In my last post, Cyan brought up the issue that many practitioners of statistics might object to using prior information in Bayesian statistics. The philosophical case for using prior information is very strong, and I think most people intuitively agree that using prior information is legitimate, at the very least in selecting what kinds of models to consider. I think most statistics users would be OK with using prior information when there is some kind of objective prior distribution. However, people justifiably worry about bias or overconfidence on the part of the statistician; people don’t want the results of statistics to depend much on the identity of the statistician.

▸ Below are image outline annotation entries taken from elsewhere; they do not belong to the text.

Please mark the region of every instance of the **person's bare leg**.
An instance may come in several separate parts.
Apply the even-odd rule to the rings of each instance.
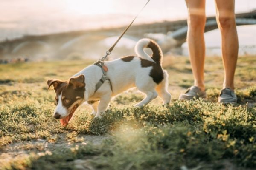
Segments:
[[[186,0],[188,12],[187,40],[194,85],[204,91],[204,66],[205,46],[204,33],[205,25],[205,0]]]
[[[224,71],[223,88],[234,90],[234,76],[238,53],[234,0],[215,0],[217,21],[221,34],[221,51]]]

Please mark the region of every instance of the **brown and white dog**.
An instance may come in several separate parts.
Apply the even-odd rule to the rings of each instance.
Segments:
[[[144,51],[147,47],[153,51],[151,57]],[[110,81],[105,81],[95,92],[96,85],[103,75],[101,68],[96,65],[86,67],[67,81],[48,79],[48,89],[53,85],[56,92],[57,106],[53,116],[66,126],[76,108],[87,102],[91,105],[92,113],[100,117],[112,96],[135,87],[146,95],[136,107],[147,105],[158,95],[164,104],[168,104],[171,100],[167,90],[168,74],[161,67],[161,49],[152,40],[143,39],[137,42],[135,50],[136,56],[105,62]]]

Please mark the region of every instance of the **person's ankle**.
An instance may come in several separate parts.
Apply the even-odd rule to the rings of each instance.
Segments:
[[[205,90],[205,87],[204,87],[204,85],[195,83],[194,85],[199,88],[202,91],[204,91]]]
[[[234,89],[235,89],[235,88],[234,87],[233,85],[227,85],[224,84],[222,86],[222,89],[224,89],[226,88],[231,89],[233,91],[234,91]]]

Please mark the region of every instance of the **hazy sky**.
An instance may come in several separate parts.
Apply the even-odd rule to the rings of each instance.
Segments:
[[[44,34],[127,24],[147,0],[0,0],[0,40],[24,34]],[[256,8],[255,0],[236,0],[236,12]],[[208,16],[214,0],[206,0]],[[151,0],[136,23],[185,19],[185,0]]]

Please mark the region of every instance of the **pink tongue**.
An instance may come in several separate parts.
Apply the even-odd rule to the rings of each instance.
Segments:
[[[69,115],[66,117],[65,118],[61,119],[61,124],[63,126],[66,126],[68,124],[68,121],[69,119]]]

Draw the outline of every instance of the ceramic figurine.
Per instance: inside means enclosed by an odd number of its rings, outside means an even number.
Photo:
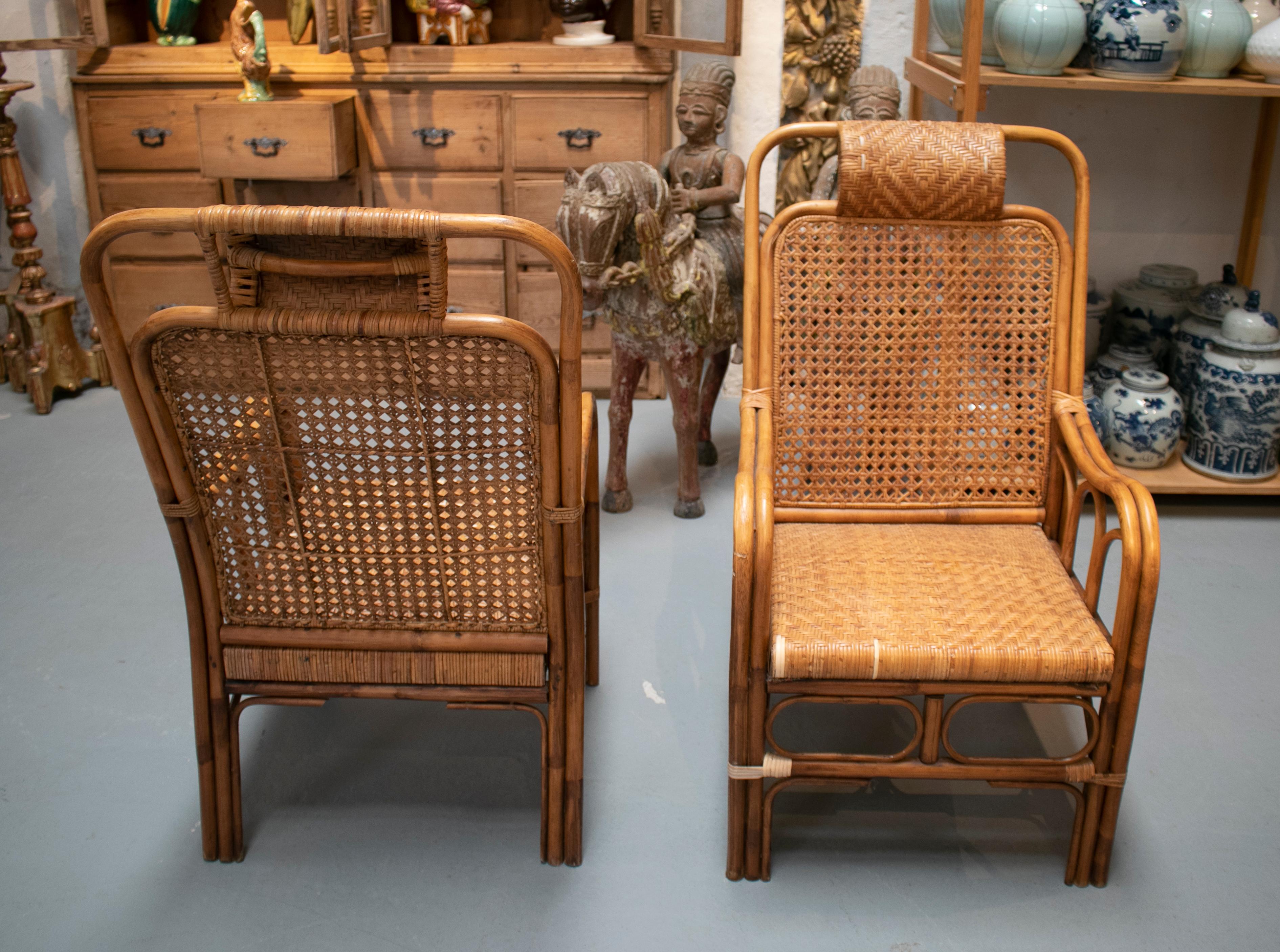
[[[1084,392],[1082,394],[1085,409],[1089,411],[1089,422],[1093,424],[1093,432],[1098,435],[1098,440],[1103,444],[1107,441],[1107,434],[1111,427],[1107,426],[1107,409],[1102,406],[1102,398],[1093,392],[1093,381],[1084,381]]]
[[[1114,380],[1120,379],[1120,374],[1130,367],[1138,370],[1155,370],[1156,358],[1146,347],[1125,347],[1124,344],[1111,344],[1107,352],[1098,357],[1093,365],[1093,389],[1100,394],[1107,389]]]
[[[602,313],[613,329],[609,467],[600,499],[607,512],[631,508],[631,399],[655,360],[675,417],[675,512],[703,514],[698,463],[716,462],[712,411],[742,330],[742,224],[733,205],[746,170],[716,145],[732,87],[733,73],[722,63],[699,63],[686,73],[676,109],[686,142],[663,156],[663,171],[645,163],[598,163],[581,175],[564,173],[556,225],[582,275],[585,311]]]
[[[1235,267],[1222,265],[1222,280],[1204,285],[1190,303],[1190,312],[1174,331],[1171,380],[1188,409],[1196,393],[1196,367],[1201,354],[1208,347],[1210,338],[1222,329],[1226,312],[1233,307],[1243,307],[1248,294],[1249,289],[1235,278]]]
[[[1179,0],[1097,0],[1089,13],[1093,72],[1107,79],[1172,79],[1185,45]]]
[[[200,0],[148,0],[147,18],[156,28],[160,46],[192,46],[191,28],[200,14]]]
[[[1005,0],[995,41],[1010,73],[1061,75],[1084,45],[1084,10],[1078,0]]]
[[[297,46],[307,35],[307,27],[315,17],[314,0],[289,0],[284,19],[289,24],[289,42]]]
[[[1107,456],[1121,466],[1158,470],[1183,435],[1183,402],[1158,370],[1132,367],[1102,394]]]
[[[845,105],[837,118],[865,122],[900,119],[901,115],[897,110],[901,101],[902,91],[892,69],[888,67],[860,67],[849,77]],[[814,180],[809,198],[814,201],[835,198],[838,171],[840,156],[833,155],[818,170],[818,178]]]
[[[443,40],[449,46],[489,42],[493,10],[489,0],[404,0],[417,14],[417,41],[424,46]]]
[[[995,38],[996,13],[1001,3],[1002,0],[987,0],[982,8],[982,61],[988,67],[1004,65]],[[947,52],[959,56],[964,40],[964,0],[929,0],[929,12],[942,42],[947,45]]]
[[[1084,366],[1092,367],[1098,360],[1107,316],[1111,313],[1111,301],[1098,293],[1098,284],[1089,278],[1089,293],[1084,298]]]
[[[1275,476],[1280,439],[1280,324],[1251,290],[1201,354],[1183,462],[1220,480]]]
[[[271,60],[266,58],[266,24],[252,0],[236,0],[230,19],[232,56],[241,67],[241,102],[270,102]]]
[[[1240,58],[1253,36],[1253,20],[1240,0],[1189,0],[1187,49],[1178,75],[1221,79]]]
[[[1143,265],[1137,280],[1116,285],[1111,296],[1111,329],[1116,343],[1149,347],[1160,358],[1174,335],[1174,325],[1199,293],[1194,269]]]
[[[1268,23],[1280,19],[1280,8],[1271,0],[1243,0],[1240,6],[1244,8],[1244,12],[1249,14],[1249,19],[1253,20],[1254,33]]]
[[[1280,83],[1280,19],[1261,27],[1244,47],[1244,61],[1268,83]]]

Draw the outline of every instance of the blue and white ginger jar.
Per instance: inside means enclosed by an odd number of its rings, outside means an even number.
[[[1093,389],[1100,395],[1106,392],[1114,380],[1129,370],[1155,370],[1156,358],[1146,347],[1125,347],[1124,344],[1111,344],[1107,352],[1098,357],[1093,365]]]
[[[1084,44],[1084,10],[1078,0],[1005,0],[995,40],[1010,73],[1061,75]]]
[[[1093,432],[1098,435],[1098,440],[1105,445],[1107,441],[1107,409],[1102,406],[1102,398],[1093,392],[1093,381],[1084,381],[1084,392],[1082,394],[1084,401],[1084,408],[1089,411],[1089,422],[1093,424]]]
[[[1194,267],[1143,265],[1138,278],[1120,282],[1111,294],[1111,339],[1126,347],[1147,347],[1160,360],[1169,349],[1174,326],[1199,294]]]
[[[1183,436],[1183,401],[1158,370],[1126,370],[1102,394],[1107,456],[1121,466],[1158,470]]]
[[[1280,439],[1280,324],[1258,292],[1228,312],[1201,354],[1183,462],[1206,476],[1248,482],[1275,476]]]
[[[1178,75],[1221,79],[1244,58],[1253,18],[1240,0],[1189,0],[1187,49]]]
[[[1233,0],[1234,1],[1234,0]],[[1196,367],[1210,339],[1222,329],[1222,319],[1233,307],[1244,307],[1249,289],[1235,276],[1231,265],[1222,265],[1222,280],[1210,282],[1190,303],[1189,313],[1174,331],[1174,389],[1190,409],[1196,393]]]
[[[1107,79],[1172,79],[1185,46],[1179,0],[1097,0],[1089,12],[1093,72]]]

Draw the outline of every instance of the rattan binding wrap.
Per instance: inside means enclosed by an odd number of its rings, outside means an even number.
[[[788,221],[776,504],[1042,504],[1059,264],[1028,219]]]
[[[1114,664],[1037,526],[783,523],[772,612],[774,678],[1097,683]]]
[[[979,221],[1005,205],[998,125],[841,123],[837,215]]]

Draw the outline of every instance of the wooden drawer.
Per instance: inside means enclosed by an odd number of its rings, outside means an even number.
[[[174,305],[215,307],[214,285],[204,261],[113,262],[108,293],[125,343],[156,311]]]
[[[370,90],[365,97],[375,169],[502,168],[500,96]]]
[[[223,189],[193,171],[129,174],[106,171],[97,177],[102,218],[132,209],[198,209],[223,201]],[[113,257],[200,257],[200,243],[189,232],[141,232],[111,244]]]
[[[581,169],[649,155],[645,96],[517,95],[511,97],[511,111],[517,169]],[[585,137],[568,134],[576,131],[599,134],[586,145]]]
[[[88,134],[99,169],[198,169],[196,104],[212,92],[90,96]]]
[[[556,212],[564,196],[563,179],[532,179],[516,183],[516,215],[536,221],[550,233],[556,230]],[[516,246],[516,262],[521,265],[545,265],[547,258],[525,244]]]
[[[388,209],[502,214],[502,179],[451,178],[417,171],[374,174],[374,205]],[[451,238],[449,261],[502,264],[499,238]]]
[[[451,267],[449,307],[463,313],[506,313],[506,271],[500,267]]]
[[[337,179],[356,168],[355,96],[196,105],[209,178]]]

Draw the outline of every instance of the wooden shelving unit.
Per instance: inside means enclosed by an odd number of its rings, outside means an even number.
[[[911,83],[910,118],[920,119],[924,96],[946,102],[956,111],[957,122],[978,122],[978,113],[987,107],[987,90],[992,86],[1021,86],[1041,90],[1073,90],[1094,92],[1158,92],[1172,96],[1247,96],[1260,100],[1258,127],[1249,164],[1249,184],[1244,197],[1240,242],[1236,247],[1235,271],[1244,284],[1253,282],[1262,234],[1262,215],[1267,201],[1267,180],[1280,132],[1280,84],[1263,82],[1261,75],[1233,73],[1225,79],[1193,79],[1175,77],[1167,82],[1105,79],[1087,69],[1068,68],[1062,75],[1020,75],[1001,67],[982,65],[983,0],[965,4],[964,40],[960,56],[928,49],[929,1],[915,0],[915,22],[911,55],[904,74]],[[1260,482],[1226,482],[1189,470],[1181,456],[1160,470],[1128,470],[1156,494],[1187,493],[1194,495],[1280,495],[1280,476]]]

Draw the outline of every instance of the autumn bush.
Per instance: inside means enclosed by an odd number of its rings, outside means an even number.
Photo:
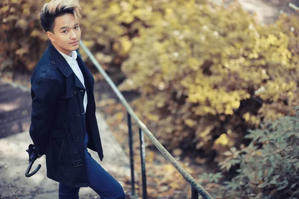
[[[238,174],[225,182],[229,198],[299,198],[299,114],[281,117],[251,130],[250,144],[225,153],[220,163],[224,173],[238,165]],[[219,181],[222,174],[205,174],[202,181]]]
[[[167,149],[223,160],[226,149],[248,140],[247,129],[298,103],[298,18],[265,26],[237,3],[165,3],[133,38],[120,89],[141,93],[134,105]]]
[[[0,1],[0,71],[31,71],[46,48],[36,10],[41,0]]]

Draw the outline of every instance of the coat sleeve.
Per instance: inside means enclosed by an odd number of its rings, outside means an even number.
[[[59,95],[59,80],[43,77],[31,86],[31,122],[29,134],[39,155],[45,154],[49,134],[53,125]]]

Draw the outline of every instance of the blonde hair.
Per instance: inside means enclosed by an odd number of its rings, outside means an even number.
[[[39,13],[39,20],[46,32],[53,32],[56,17],[68,13],[72,14],[79,23],[81,11],[78,0],[52,0],[42,6]]]

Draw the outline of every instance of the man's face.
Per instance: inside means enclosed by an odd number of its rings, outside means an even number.
[[[53,32],[47,32],[49,39],[60,52],[70,56],[79,48],[81,30],[78,21],[72,14],[66,14],[55,19]]]

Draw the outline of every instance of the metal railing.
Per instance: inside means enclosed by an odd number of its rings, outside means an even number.
[[[166,149],[159,142],[157,139],[153,136],[152,133],[148,129],[145,124],[138,118],[135,114],[133,109],[129,104],[123,95],[118,89],[117,87],[113,83],[111,79],[103,69],[101,65],[97,61],[93,54],[87,49],[82,41],[80,42],[80,45],[83,50],[87,54],[93,63],[97,67],[98,70],[103,76],[106,81],[111,87],[114,92],[117,95],[122,103],[125,106],[128,113],[128,126],[129,130],[129,140],[130,146],[130,157],[131,169],[131,183],[132,193],[134,196],[136,195],[135,192],[135,180],[134,178],[134,159],[133,151],[133,139],[132,119],[133,117],[136,123],[139,126],[139,136],[140,139],[140,149],[141,158],[141,171],[142,178],[143,188],[143,199],[147,199],[148,194],[147,192],[147,176],[146,173],[146,161],[145,161],[145,146],[144,133],[145,133],[150,138],[151,142],[161,152],[163,155],[168,160],[173,167],[181,174],[181,175],[190,184],[191,189],[191,199],[198,199],[198,194],[200,195],[204,199],[214,199],[214,198],[206,191],[201,185],[200,185],[194,178],[177,162],[174,158],[166,150]]]

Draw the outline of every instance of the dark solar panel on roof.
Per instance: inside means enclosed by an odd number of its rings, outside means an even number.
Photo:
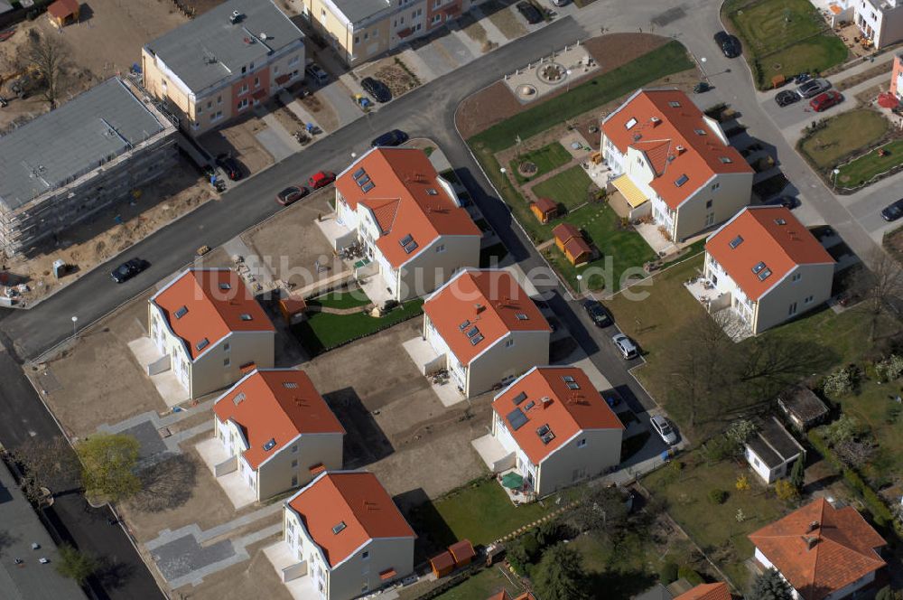
[[[520,408],[515,408],[514,410],[512,410],[507,414],[507,420],[508,423],[511,425],[511,428],[514,429],[515,431],[517,431],[522,427],[526,425],[526,422],[529,419],[526,418],[526,415],[524,414],[523,410],[521,410]]]

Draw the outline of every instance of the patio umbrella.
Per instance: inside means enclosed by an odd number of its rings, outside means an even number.
[[[899,104],[899,100],[896,96],[889,91],[886,91],[883,94],[878,95],[878,104],[885,108],[896,108],[897,105]]]
[[[524,477],[517,473],[511,472],[502,475],[502,485],[512,490],[517,490],[524,484]]]

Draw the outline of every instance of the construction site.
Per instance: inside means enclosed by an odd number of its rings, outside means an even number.
[[[130,198],[177,161],[176,127],[118,77],[0,137],[0,248],[38,242]]]

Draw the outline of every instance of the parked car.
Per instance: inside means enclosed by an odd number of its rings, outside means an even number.
[[[611,341],[614,342],[618,352],[621,353],[621,356],[628,361],[639,356],[639,352],[637,350],[637,344],[633,342],[633,340],[623,333],[618,333],[617,335],[612,336]]]
[[[694,94],[703,94],[712,89],[712,85],[707,81],[700,81],[693,87]]]
[[[795,209],[799,206],[799,199],[794,198],[793,196],[775,196],[769,200],[765,201],[764,204],[769,206],[783,206],[786,209]]]
[[[521,2],[518,2],[517,7],[517,12],[523,14],[524,18],[526,19],[526,22],[531,25],[535,25],[535,23],[542,22],[543,14],[540,13],[539,9],[534,5],[526,2],[526,0],[521,0]]]
[[[715,43],[724,52],[724,56],[729,59],[735,59],[740,56],[741,46],[740,40],[735,35],[731,35],[727,32],[718,32],[715,33]]]
[[[407,134],[401,129],[393,129],[370,142],[374,148],[377,145],[401,145],[407,141]]]
[[[661,415],[655,415],[649,419],[649,423],[666,444],[674,445],[677,443],[677,434],[675,433],[674,427],[668,423],[668,419]]]
[[[809,106],[815,112],[822,112],[823,110],[827,110],[833,106],[836,106],[843,101],[843,94],[840,93],[836,89],[829,89],[824,94],[819,94],[815,98],[809,100]]]
[[[304,74],[313,80],[313,82],[318,85],[324,85],[330,80],[330,74],[316,62],[312,62],[307,65],[304,68]]]
[[[900,217],[903,217],[903,199],[898,200],[881,211],[881,219],[886,221],[897,220]]]
[[[364,89],[364,91],[372,96],[377,102],[388,102],[392,99],[392,92],[389,90],[389,87],[379,80],[375,80],[372,77],[365,77],[360,80],[360,87]]]
[[[598,300],[590,299],[584,302],[583,310],[596,327],[608,327],[611,324],[611,315]]]
[[[117,284],[125,283],[150,266],[151,263],[146,260],[143,260],[141,258],[132,258],[131,260],[126,260],[113,269],[110,272],[110,278]]]
[[[238,161],[229,155],[219,155],[214,162],[218,167],[223,170],[226,176],[233,182],[241,179],[241,165],[238,164]]]
[[[775,96],[775,102],[777,103],[779,107],[788,107],[791,104],[799,102],[802,99],[799,94],[792,89],[785,89],[784,91],[777,92]]]
[[[830,87],[831,83],[827,80],[809,80],[796,88],[796,93],[800,98],[815,98]]]
[[[307,184],[314,190],[319,190],[321,187],[326,187],[335,180],[336,173],[331,171],[318,171],[311,175],[311,178],[307,180]]]
[[[296,202],[311,192],[303,185],[292,185],[276,194],[276,202],[283,206]]]

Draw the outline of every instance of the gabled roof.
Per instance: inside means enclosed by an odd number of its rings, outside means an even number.
[[[765,419],[759,430],[746,441],[769,469],[774,469],[805,454],[803,446],[784,428],[777,418]]]
[[[821,600],[886,564],[886,542],[852,506],[819,498],[749,535],[804,600]]]
[[[731,600],[731,589],[723,581],[700,584],[676,596],[675,600]]]
[[[416,538],[372,473],[324,473],[287,502],[326,561],[336,567],[371,539]]]
[[[191,360],[232,332],[275,332],[241,277],[228,268],[187,269],[151,302],[184,342]]]
[[[652,189],[676,209],[715,174],[753,172],[712,127],[679,89],[641,89],[605,118],[602,132],[621,154],[646,155]]]
[[[581,431],[624,428],[576,367],[534,367],[496,396],[492,409],[534,464]]]
[[[233,11],[242,15],[234,23],[229,19]],[[197,93],[240,74],[242,67],[252,62],[264,64],[303,38],[271,0],[227,0],[149,42],[144,49],[159,56]]]
[[[423,150],[374,148],[339,174],[336,189],[352,210],[373,213],[382,230],[377,247],[396,268],[440,236],[480,235]]]
[[[833,265],[815,236],[783,206],[747,206],[709,236],[705,251],[750,300],[799,265]]]
[[[300,435],[345,434],[311,378],[293,369],[252,371],[217,398],[213,412],[219,421],[232,420],[241,428],[249,446],[245,460],[252,469]]]
[[[552,331],[526,292],[501,269],[460,271],[426,299],[424,313],[465,365],[510,332]]]

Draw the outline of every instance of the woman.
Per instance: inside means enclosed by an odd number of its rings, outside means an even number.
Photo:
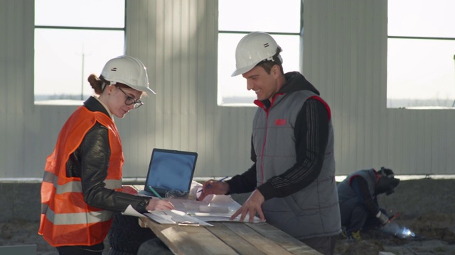
[[[168,201],[134,196],[122,186],[122,142],[113,116],[137,108],[149,88],[146,69],[134,57],[109,60],[88,81],[90,97],[66,121],[46,161],[38,234],[60,254],[102,254],[114,212],[129,205],[144,212],[173,209]]]

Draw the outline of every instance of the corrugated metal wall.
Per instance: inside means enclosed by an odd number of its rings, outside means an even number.
[[[41,177],[75,109],[33,105],[33,3],[0,1],[0,178]],[[304,8],[304,74],[332,108],[338,174],[382,165],[454,174],[454,111],[385,108],[386,1],[311,0]],[[196,176],[246,170],[255,109],[216,104],[217,1],[128,1],[127,13],[127,53],[147,66],[158,95],[116,119],[124,176],[144,177],[154,147],[198,152]]]

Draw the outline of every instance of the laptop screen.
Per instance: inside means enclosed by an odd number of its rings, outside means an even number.
[[[158,190],[188,191],[197,158],[196,152],[154,149],[146,187],[151,186]]]

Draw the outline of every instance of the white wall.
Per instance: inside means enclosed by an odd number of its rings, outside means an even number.
[[[0,178],[42,176],[75,109],[33,104],[33,3],[0,1]],[[304,4],[303,73],[331,107],[337,174],[454,174],[452,110],[386,108],[387,2]],[[217,2],[127,1],[127,54],[144,62],[158,95],[116,120],[124,176],[144,177],[154,147],[198,152],[196,176],[246,170],[255,109],[216,104]]]

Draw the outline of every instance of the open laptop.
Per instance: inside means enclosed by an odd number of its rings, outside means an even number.
[[[154,149],[144,190],[139,193],[156,196],[149,186],[163,198],[171,190],[189,191],[197,159],[196,152]]]

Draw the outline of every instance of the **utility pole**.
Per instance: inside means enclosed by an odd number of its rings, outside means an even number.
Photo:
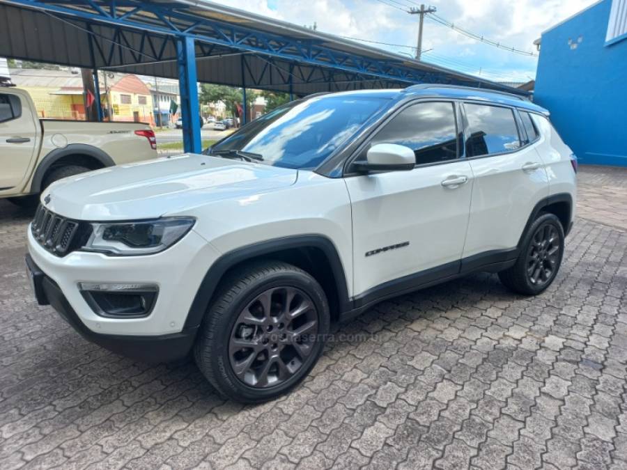
[[[416,58],[419,61],[422,52],[422,24],[424,22],[424,15],[426,13],[435,13],[436,11],[435,6],[429,6],[425,8],[424,5],[421,4],[419,10],[418,8],[412,8],[408,12],[410,15],[420,15],[420,22],[418,26],[418,47],[416,49]]]
[[[157,82],[157,77],[155,77],[155,96],[157,97],[157,119],[159,120],[159,128],[163,129],[163,118],[161,114],[161,100],[159,99],[159,84]],[[154,103],[153,103],[154,105]]]

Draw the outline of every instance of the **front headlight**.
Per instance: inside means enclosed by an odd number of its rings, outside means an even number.
[[[125,256],[158,253],[183,238],[195,221],[190,217],[164,217],[137,222],[93,223],[91,236],[82,249]]]

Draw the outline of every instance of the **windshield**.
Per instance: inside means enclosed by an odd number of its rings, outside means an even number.
[[[242,127],[206,153],[241,150],[256,154],[270,165],[316,168],[387,101],[339,95],[292,102]]]

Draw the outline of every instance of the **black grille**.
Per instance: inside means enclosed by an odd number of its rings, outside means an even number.
[[[57,256],[64,256],[87,241],[91,225],[62,217],[40,204],[31,224],[31,231],[46,250]]]

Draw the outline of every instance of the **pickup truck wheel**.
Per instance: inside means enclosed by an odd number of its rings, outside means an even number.
[[[41,186],[41,190],[43,191],[55,181],[62,178],[68,176],[74,176],[75,175],[91,171],[91,170],[88,168],[81,166],[79,165],[65,165],[65,166],[59,166],[46,175],[46,177],[43,180],[43,184]]]
[[[194,347],[199,368],[224,396],[258,403],[307,377],[330,324],[324,290],[280,261],[245,267],[219,288]]]
[[[543,292],[559,269],[564,240],[559,219],[552,214],[541,214],[527,230],[516,263],[499,273],[501,282],[524,295]]]

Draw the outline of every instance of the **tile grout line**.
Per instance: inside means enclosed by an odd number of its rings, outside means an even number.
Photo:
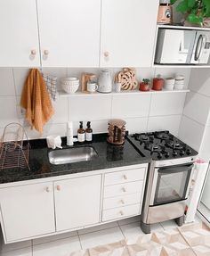
[[[117,222],[118,227],[119,227],[119,229],[120,229],[120,231],[121,231],[121,233],[122,233],[122,235],[123,235],[123,236],[124,236],[124,239],[126,239],[126,238],[125,238],[125,235],[124,233],[123,233],[123,230],[122,230],[122,228],[121,228],[121,227],[120,227],[120,225],[119,225],[119,223],[118,223],[118,221],[117,221]]]
[[[79,234],[78,234],[78,230],[77,230],[77,236],[78,236],[78,240],[79,240],[79,244],[80,244],[81,250],[84,250],[84,249],[83,249],[83,246],[82,246],[80,235],[79,235]]]

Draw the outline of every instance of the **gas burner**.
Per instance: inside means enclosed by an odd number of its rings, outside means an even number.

In practice, this problem is not too hard to sidestep. There are at least two approaches:
The first is to include significantly less prior information than is available, to make make statistical inference robust to bias and overconfidence. The two common approaches to this are to use weakly informative priors or non-informative/maximum entropy priors. Weakly informative priors are very broad distributions that still include some prior information that almost no one would object to. For example, if you’re estimating the strength of a metal alloy, you might choose a prior distribution that expresses your belief that the strength will probably be stronger than that of tissue paper but weaker than a hundred times as strong as the strongest known material. Maximum entropy priors represent the minimum physically possible to know about the parameters of interest.
The second is to do the calculations using several different prior distributions that different consumers of the statistics might think are relevant. This accomplishes something like a sensitivity analysis for the prior distribution. For example, you might include a non-informative distribution, a weakly informative distribution and a very concentrated prior distribution. This allows people with different prior opinions to choose the result that makes the most sense to them.